Condition: No condition to be noted.
Description by Artist: No description by artist found.
Notes from DaVic Gallery: “Kayak Hunter” is released in the 2002 Spring collection from the Archives, Dorset Fine Arts
Traditionally the Inuit supported themselves by hunting fish, sea mammals and land animals for food, heat, light, clothing, tools and shelter. They hunted mainly seal and caribou, but also whales, walrus, polar bear, musk ox, fox and wolf. The animals were used for food and their skin was used for clothing, blankets, tents and boats. Their oil was used for cooking and lamps. Bones, ivory and wood were used to make tools. Little was wasted, there was no pollution and, apart from natural trends, animals and people lived in harmony with a land that most people from the south would find hostile in the extreme. The good hunters were respected, as was a good work ethic – lazy people or those that did not contribute to the community, were not. They were just another mouth to feed in a place where food could be very hard to come by.

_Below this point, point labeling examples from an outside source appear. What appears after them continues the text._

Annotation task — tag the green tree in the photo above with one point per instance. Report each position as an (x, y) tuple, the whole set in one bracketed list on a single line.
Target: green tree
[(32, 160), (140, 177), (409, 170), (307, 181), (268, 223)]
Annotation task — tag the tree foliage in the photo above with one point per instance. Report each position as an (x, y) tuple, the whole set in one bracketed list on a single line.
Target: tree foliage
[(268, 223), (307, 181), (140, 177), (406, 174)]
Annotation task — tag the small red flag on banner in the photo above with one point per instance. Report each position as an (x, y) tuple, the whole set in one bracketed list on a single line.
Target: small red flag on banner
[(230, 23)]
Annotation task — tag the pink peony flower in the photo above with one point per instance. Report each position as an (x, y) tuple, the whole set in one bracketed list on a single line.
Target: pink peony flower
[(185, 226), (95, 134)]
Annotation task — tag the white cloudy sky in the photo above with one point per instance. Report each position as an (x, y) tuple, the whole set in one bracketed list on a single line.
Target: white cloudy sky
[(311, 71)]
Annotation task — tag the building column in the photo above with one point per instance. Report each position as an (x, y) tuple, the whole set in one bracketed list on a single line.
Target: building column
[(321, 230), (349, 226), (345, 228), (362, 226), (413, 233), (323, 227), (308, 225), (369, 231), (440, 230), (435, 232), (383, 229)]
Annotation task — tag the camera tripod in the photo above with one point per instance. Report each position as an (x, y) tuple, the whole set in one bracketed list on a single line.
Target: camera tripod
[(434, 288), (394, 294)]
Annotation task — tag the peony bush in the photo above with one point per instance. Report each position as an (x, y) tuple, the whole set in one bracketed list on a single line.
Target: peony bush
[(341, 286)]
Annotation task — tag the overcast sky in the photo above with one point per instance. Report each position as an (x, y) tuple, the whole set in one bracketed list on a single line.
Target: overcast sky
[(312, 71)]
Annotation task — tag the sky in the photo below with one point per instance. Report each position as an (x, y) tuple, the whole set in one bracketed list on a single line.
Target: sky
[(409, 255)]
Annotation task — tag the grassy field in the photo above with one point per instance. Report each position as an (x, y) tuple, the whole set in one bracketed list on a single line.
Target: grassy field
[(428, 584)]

The Kayak is an example of Inuit technological ingenuity that made it possible to live in the harsh conditions of the Arctic. These light, single-passenger boats were used primarily for hunting rather than a means of transport. The hunter silently approaches his prey to within range of the harpoon, lance or rifle. Great skill is required to avoid becoming entangled and capsized during the hunt, and the ability to roll the kayak was very valuable. Walrus are particularly dangerous and liable to attack and crush the kayak when provoked. In the past, when the kayak was still widely used for hunting, a high proportion of male deaths in Greenland were due to kayak hunting accidents.